“And with that income you live here?”
“You have eyes for only the income, not the expenses. Every month I have to send thirty duros to my family, so that my mother and sister can exist. The litigation costs me fifteen to twenty duros per month, and with the rest I manage to get along.”
Manuel contemplated Roberto with profound admiration.
“Why, my boy,” exclaimed Roberto, “there’s no help for it if a fellow is to live. And that’s what you ought to do,—hunt, ask, run around, look high and low. You’ll find something.”
It seemed to Manuel that even were the promise of kingship held out to him, he would be unable to bestir himself so actively, but he kept silence.
He waited for the sculptor to get up and the two exchanged impressions as to life’s difficulties.
“See here. For the present you work for me as a model,” said Alex, “and we’ll manage to find some arrangement that will assure us food.”

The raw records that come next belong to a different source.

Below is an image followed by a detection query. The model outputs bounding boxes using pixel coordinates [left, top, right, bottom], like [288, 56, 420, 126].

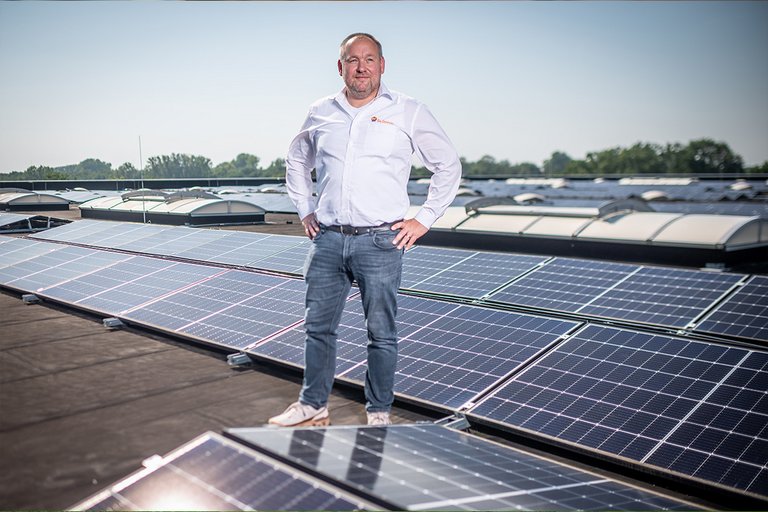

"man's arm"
[285, 115, 320, 238]
[392, 104, 461, 249]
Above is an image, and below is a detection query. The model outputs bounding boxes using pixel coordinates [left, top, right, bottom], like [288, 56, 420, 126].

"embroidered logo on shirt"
[371, 116, 395, 124]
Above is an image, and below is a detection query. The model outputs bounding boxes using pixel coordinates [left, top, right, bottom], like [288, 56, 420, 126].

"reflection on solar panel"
[401, 247, 548, 298]
[0, 238, 64, 270]
[72, 433, 371, 510]
[575, 267, 744, 327]
[490, 258, 745, 327]
[489, 258, 639, 311]
[42, 256, 226, 315]
[342, 297, 578, 409]
[695, 276, 768, 341]
[470, 325, 768, 494]
[153, 271, 305, 349]
[227, 425, 692, 510]
[0, 246, 130, 292]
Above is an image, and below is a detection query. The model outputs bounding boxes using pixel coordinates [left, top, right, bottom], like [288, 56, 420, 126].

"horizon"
[0, 1, 768, 173]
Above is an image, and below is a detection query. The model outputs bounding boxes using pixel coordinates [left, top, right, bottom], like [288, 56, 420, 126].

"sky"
[0, 0, 768, 172]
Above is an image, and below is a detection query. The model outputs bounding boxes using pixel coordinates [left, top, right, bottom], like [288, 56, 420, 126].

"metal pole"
[139, 135, 147, 224]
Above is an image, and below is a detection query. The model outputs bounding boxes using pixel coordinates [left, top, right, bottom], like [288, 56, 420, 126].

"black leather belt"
[320, 220, 402, 235]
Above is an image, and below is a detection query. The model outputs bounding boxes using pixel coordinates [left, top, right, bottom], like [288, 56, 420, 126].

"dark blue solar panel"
[248, 295, 578, 409]
[248, 238, 312, 275]
[227, 425, 695, 510]
[72, 433, 371, 510]
[400, 245, 475, 289]
[489, 258, 639, 311]
[470, 325, 768, 498]
[342, 296, 578, 409]
[576, 267, 745, 327]
[401, 247, 548, 298]
[695, 276, 768, 341]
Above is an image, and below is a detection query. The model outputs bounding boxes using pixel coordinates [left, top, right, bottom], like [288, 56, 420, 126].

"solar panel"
[124, 270, 304, 349]
[226, 424, 695, 510]
[0, 237, 65, 270]
[252, 295, 579, 410]
[70, 433, 372, 510]
[401, 247, 548, 298]
[400, 245, 474, 289]
[576, 267, 745, 327]
[245, 290, 367, 375]
[469, 325, 768, 493]
[171, 231, 269, 265]
[0, 246, 129, 292]
[489, 258, 745, 328]
[694, 276, 768, 341]
[342, 296, 579, 410]
[42, 256, 226, 315]
[489, 258, 639, 312]
[248, 238, 312, 275]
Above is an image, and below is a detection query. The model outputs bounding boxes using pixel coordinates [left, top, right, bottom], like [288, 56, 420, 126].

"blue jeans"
[299, 229, 403, 412]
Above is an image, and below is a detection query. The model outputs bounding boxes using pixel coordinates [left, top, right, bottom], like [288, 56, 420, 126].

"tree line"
[2, 139, 768, 180]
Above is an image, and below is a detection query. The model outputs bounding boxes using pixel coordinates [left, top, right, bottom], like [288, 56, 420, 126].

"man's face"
[338, 37, 384, 100]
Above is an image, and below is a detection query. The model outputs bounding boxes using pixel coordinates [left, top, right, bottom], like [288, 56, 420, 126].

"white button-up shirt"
[286, 83, 461, 228]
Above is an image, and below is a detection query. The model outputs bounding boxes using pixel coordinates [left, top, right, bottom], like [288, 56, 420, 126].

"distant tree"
[110, 162, 141, 180]
[542, 151, 572, 176]
[212, 153, 263, 178]
[261, 158, 285, 178]
[744, 160, 768, 174]
[144, 153, 211, 178]
[682, 139, 744, 174]
[23, 165, 68, 180]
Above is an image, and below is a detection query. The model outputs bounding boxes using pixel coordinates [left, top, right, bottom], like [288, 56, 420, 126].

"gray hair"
[339, 32, 384, 60]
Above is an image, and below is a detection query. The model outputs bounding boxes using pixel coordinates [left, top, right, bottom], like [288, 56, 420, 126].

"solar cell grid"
[227, 425, 691, 510]
[0, 238, 65, 270]
[488, 258, 639, 312]
[248, 238, 312, 275]
[0, 246, 129, 292]
[575, 267, 745, 327]
[67, 256, 223, 315]
[469, 325, 768, 498]
[177, 271, 305, 349]
[342, 296, 578, 409]
[400, 245, 474, 289]
[694, 276, 768, 341]
[72, 434, 371, 510]
[402, 249, 547, 298]
[176, 231, 269, 265]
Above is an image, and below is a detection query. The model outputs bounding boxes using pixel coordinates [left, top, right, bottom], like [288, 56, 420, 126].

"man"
[269, 33, 461, 426]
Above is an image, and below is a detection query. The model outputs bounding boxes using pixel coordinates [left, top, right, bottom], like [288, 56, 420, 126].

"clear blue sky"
[0, 1, 768, 171]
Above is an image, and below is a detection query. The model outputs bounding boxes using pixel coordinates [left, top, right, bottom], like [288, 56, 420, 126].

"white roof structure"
[0, 192, 69, 210]
[424, 205, 768, 251]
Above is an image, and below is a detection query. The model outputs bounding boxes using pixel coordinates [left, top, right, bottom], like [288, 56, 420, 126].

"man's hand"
[392, 219, 429, 251]
[301, 213, 320, 240]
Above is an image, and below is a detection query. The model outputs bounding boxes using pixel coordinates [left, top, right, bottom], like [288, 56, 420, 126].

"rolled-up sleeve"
[411, 104, 461, 228]
[285, 112, 316, 219]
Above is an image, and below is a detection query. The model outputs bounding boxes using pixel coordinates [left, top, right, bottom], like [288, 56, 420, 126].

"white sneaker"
[366, 412, 392, 427]
[269, 402, 331, 427]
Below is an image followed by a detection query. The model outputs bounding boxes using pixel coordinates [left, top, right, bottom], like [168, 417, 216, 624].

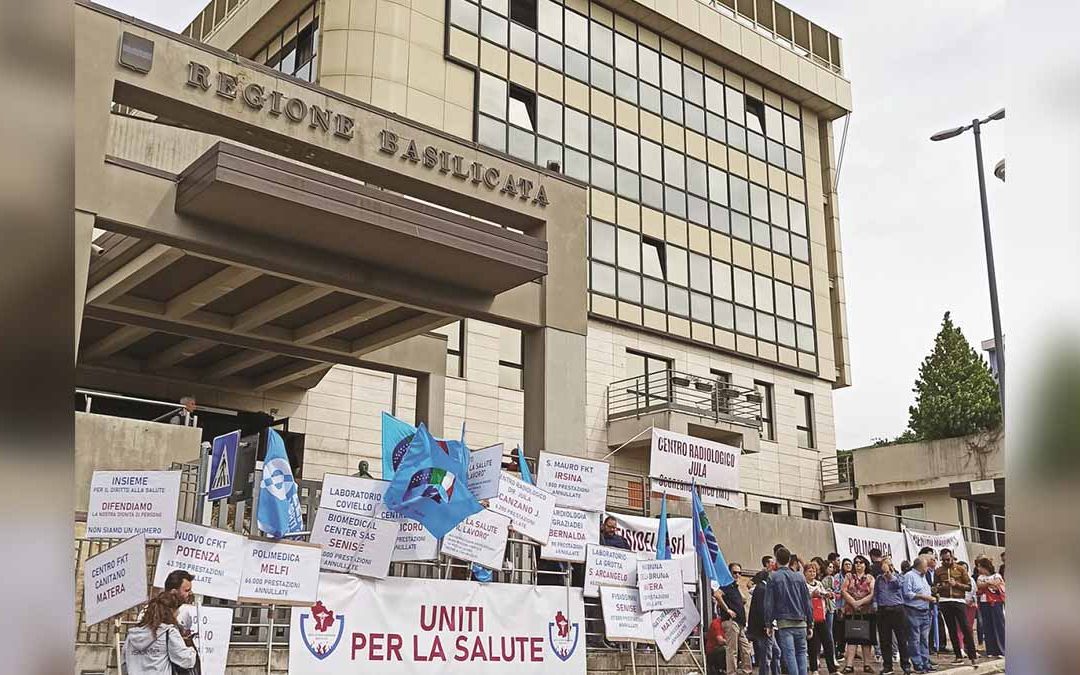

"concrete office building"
[76, 0, 851, 511]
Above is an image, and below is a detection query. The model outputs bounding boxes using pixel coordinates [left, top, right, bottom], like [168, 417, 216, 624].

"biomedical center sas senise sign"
[187, 60, 550, 208]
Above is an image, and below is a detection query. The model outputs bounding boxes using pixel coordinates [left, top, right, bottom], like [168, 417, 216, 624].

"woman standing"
[975, 557, 1005, 657]
[802, 562, 836, 675]
[840, 555, 877, 673]
[123, 591, 197, 675]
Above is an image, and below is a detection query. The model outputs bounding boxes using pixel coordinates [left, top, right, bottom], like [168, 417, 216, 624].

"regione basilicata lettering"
[187, 60, 551, 208]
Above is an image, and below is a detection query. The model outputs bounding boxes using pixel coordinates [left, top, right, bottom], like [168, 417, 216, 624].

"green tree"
[905, 312, 1001, 441]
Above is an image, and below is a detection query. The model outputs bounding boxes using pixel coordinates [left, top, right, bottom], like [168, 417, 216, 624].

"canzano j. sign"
[187, 60, 550, 208]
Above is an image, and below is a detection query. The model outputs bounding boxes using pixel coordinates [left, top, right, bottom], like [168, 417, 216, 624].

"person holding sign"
[123, 592, 198, 675]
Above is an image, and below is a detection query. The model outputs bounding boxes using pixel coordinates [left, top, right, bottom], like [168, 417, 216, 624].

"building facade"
[78, 0, 851, 510]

“Very well, sir. As you please.”
Alex had credit at the bakery and the grocer’s, and calculated that Manuel’s board would cost him less than a model would ask for services. The two decided to feed upon bread and preserves.

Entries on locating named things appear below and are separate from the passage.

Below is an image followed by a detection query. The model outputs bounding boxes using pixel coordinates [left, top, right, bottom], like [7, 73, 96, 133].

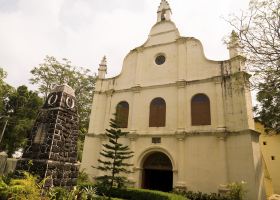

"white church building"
[81, 0, 265, 200]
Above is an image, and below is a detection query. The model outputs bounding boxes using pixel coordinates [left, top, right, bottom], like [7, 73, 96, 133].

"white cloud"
[0, 0, 249, 86]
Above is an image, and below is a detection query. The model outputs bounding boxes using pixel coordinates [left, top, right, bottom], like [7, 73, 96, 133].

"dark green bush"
[98, 188, 186, 200]
[177, 191, 231, 200]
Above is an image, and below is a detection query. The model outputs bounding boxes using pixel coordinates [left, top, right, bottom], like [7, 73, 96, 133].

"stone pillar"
[16, 85, 79, 188]
[0, 151, 8, 175]
[217, 132, 228, 188]
[177, 80, 187, 131]
[175, 131, 186, 190]
[215, 80, 226, 131]
[102, 89, 116, 130]
[130, 85, 141, 130]
[128, 132, 138, 186]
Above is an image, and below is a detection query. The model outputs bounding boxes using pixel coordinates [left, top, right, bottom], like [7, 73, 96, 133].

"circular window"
[155, 55, 165, 65]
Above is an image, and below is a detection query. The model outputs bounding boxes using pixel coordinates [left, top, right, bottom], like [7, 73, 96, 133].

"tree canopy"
[228, 0, 280, 133]
[0, 68, 43, 157]
[30, 56, 96, 159]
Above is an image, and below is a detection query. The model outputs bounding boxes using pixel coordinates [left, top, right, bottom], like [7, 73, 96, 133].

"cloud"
[0, 0, 19, 12]
[0, 0, 248, 89]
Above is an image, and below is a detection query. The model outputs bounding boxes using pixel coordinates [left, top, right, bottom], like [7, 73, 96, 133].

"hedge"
[104, 188, 187, 200]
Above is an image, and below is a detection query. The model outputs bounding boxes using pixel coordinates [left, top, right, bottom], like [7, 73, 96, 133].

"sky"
[0, 0, 249, 89]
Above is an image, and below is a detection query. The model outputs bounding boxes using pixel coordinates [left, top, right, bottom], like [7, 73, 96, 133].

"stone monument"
[16, 85, 79, 188]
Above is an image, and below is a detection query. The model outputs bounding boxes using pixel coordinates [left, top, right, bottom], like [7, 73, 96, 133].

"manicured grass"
[107, 188, 187, 200]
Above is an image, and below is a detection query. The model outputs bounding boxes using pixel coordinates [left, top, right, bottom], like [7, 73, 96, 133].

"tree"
[30, 56, 96, 160]
[94, 119, 133, 197]
[0, 86, 43, 157]
[228, 0, 280, 132]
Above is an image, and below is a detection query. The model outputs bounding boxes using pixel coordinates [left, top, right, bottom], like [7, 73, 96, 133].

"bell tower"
[16, 85, 79, 188]
[157, 0, 172, 22]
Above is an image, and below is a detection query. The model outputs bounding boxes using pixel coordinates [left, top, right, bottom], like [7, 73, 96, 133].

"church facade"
[81, 0, 265, 200]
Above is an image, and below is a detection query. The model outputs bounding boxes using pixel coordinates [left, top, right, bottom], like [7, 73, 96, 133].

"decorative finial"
[157, 0, 172, 22]
[228, 30, 242, 58]
[98, 56, 107, 79]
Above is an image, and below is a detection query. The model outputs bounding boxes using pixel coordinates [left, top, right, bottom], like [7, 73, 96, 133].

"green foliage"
[30, 56, 96, 160]
[174, 182, 245, 200]
[0, 81, 43, 157]
[0, 172, 42, 200]
[99, 188, 187, 200]
[77, 169, 90, 185]
[228, 0, 280, 133]
[95, 119, 133, 196]
[255, 71, 280, 133]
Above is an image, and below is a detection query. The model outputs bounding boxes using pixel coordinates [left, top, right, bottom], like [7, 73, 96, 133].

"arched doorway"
[142, 152, 173, 192]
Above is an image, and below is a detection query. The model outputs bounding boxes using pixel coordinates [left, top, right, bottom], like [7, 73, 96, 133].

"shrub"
[174, 181, 246, 200]
[0, 172, 42, 200]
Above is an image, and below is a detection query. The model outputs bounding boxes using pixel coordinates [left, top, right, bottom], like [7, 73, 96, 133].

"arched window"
[149, 98, 166, 127]
[191, 94, 211, 126]
[116, 101, 129, 128]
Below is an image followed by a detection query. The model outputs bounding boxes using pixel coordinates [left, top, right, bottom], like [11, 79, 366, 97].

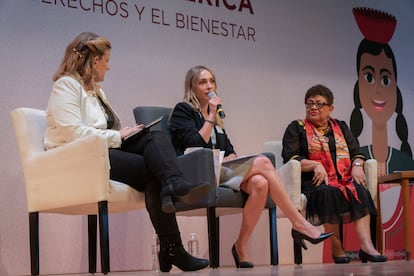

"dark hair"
[350, 39, 413, 158]
[305, 84, 334, 105]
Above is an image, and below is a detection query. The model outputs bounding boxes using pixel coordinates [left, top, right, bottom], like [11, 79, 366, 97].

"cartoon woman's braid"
[350, 81, 364, 138]
[395, 87, 413, 158]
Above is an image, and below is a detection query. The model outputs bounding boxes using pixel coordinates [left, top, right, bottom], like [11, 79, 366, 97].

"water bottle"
[188, 233, 199, 257]
[151, 234, 160, 272]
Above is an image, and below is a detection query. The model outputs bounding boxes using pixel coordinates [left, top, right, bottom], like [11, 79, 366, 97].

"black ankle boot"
[158, 243, 209, 272]
[161, 176, 211, 213]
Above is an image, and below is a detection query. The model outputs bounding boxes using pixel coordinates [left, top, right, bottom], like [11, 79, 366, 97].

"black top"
[170, 102, 235, 156]
[282, 120, 365, 185]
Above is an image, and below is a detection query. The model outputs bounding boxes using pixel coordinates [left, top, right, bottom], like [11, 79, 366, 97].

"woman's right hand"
[119, 124, 144, 139]
[208, 92, 222, 114]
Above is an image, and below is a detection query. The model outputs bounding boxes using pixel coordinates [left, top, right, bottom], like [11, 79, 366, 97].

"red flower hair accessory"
[352, 8, 397, 44]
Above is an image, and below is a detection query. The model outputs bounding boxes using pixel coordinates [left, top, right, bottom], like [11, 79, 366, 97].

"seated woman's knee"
[253, 155, 274, 170]
[251, 174, 269, 195]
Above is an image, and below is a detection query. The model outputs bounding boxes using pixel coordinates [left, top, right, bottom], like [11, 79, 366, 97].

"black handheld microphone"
[208, 91, 226, 118]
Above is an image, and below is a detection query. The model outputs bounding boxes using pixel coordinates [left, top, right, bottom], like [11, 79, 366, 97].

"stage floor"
[43, 261, 414, 276]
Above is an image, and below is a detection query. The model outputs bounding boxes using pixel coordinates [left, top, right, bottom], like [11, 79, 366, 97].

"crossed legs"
[235, 156, 321, 261]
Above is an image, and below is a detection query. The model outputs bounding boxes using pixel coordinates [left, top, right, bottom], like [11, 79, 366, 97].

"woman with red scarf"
[282, 85, 387, 263]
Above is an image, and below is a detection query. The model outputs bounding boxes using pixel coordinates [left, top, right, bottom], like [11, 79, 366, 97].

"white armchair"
[264, 140, 378, 264]
[10, 108, 145, 275]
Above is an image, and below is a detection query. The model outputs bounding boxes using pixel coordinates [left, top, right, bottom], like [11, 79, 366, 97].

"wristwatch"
[352, 161, 362, 167]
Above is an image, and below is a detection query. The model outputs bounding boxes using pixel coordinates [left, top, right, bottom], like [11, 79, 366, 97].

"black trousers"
[109, 131, 182, 244]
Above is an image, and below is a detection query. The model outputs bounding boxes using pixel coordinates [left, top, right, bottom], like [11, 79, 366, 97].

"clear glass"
[187, 233, 199, 257]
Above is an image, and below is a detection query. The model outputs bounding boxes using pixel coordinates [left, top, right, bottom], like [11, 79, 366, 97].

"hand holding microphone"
[208, 91, 226, 118]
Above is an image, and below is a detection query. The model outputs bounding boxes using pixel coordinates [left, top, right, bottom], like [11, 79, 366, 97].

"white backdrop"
[0, 0, 414, 275]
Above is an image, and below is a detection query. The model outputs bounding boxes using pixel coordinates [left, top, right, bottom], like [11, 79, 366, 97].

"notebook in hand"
[122, 116, 163, 146]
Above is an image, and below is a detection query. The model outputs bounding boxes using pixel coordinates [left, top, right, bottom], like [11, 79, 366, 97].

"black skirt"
[302, 181, 377, 225]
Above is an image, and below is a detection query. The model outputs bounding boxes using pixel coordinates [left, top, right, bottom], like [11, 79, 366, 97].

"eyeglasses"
[305, 102, 329, 109]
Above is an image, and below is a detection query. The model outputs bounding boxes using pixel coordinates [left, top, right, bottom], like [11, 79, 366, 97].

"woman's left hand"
[351, 166, 367, 187]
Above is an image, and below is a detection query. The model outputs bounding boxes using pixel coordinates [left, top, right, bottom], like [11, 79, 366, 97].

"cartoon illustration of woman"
[350, 8, 414, 259]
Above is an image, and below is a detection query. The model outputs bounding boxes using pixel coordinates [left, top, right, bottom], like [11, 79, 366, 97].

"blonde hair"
[53, 32, 111, 90]
[183, 65, 224, 128]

The sculptor was by no means a lazy fellow but he lacked persistence in his work and was not master of his art; he was never able to bring his figures to completion, and noting, as he attacked the details of the modelling, that the defects stood out more prominently than ever, he would leave them unfinished. Then his pride induced in him the belief that the exact modelling of an arm or a leg was an unworthy, decadent labor; in which his friends, who were afflicted with the same impotency of artistic effort, agreed with him.